Sakib Malik | July 25, 2024 | 6 min read
Go Beyond: Building Performant and Reliable Golang Applications

Imagine this: you’re in a war room atmosphere. Tension hangs thick in the air as your application team and you scramble to debug a sudden spike in OOM issues plaguing your application’s containers. No memory leaks seem to be the culprit, but further investigation reveals a shocking truth: the garbage collector (GC) wasn’t running when it should have been! This crucial cleanup process failed to free up memory before the memory breached the container’s hard limit, triggering those dreaded OOM issues.

Now, let’s look at a different scenario. You’re analyzing your application’s performance profile, and a particular pattern jumps out. A significant chunk of your application’s CPU usage is being devoured by the GC. While your service doesn’t necessarily require a ton of live heap memory, the constant GC activity is eating away at valuable resources. You have a hunch – what if you could streamline the GC process, making it more efficient?These two seemingly unrelated situations hold the key to unlocking a powerful new tool in GoLang: GOMEMLIMIT

The memory maze: Why did we need it?

While GoLang, like many languages, utilizes a garbage collector (GC) for automated memory management, pre-1.19 versions offered limited control, fostering the potential for OOM issues and inefficient GC management in high memory applications. The crux of the issue lay in:

GOGC and the Twice the Trouble: Previously, Go relied on the GOGC environment variable (defaulting to 100) to trigger GC cycles. This initiated garbage collection roughly at twice the live heap size (live heap is that part of the memory that is being used actively by your application and cannot be reclaimed by the garbage collector) as identified in the previous GC cycle, and it didn’t take into account your application’s memory hard limit

The OOM Trap: The problem arose when this doubled live heap size GC target surpassed the application’s memory hard limit, inevitably resulting in OOM issues.

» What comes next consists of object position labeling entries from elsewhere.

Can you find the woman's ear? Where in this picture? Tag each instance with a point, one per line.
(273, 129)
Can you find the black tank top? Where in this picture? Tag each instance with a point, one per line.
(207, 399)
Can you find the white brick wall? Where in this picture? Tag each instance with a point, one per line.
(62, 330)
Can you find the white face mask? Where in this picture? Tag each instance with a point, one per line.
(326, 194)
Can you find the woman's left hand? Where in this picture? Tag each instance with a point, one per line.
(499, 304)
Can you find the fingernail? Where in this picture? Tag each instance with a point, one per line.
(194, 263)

GC CPU wastage: For high memory applications with low live heap size, this doubled live heap size was lower compared to the memory hard limit, causing frequent GC cycle consumption, leading to high GC CPU usage.

The memory guardian: GOMEMLIMIT

GOMEMLIMIT is a godsend for memory-hungry Go applications like ours at Zomato. It acts as a soft memory limit for the heap, gently nudging the garbage collector to work its magic more frequently when memory usage gets close to a defined threshold (GOMEMLIMIT) which is set to be less than the application’s memory hard limit (to prevent OOM issue) and also saving CPU cycles by not running GC unnecessarily. This proactive approach prevents OOM crashes caused by inefficient garbage collection and keeps our applications running smoothly and consistently.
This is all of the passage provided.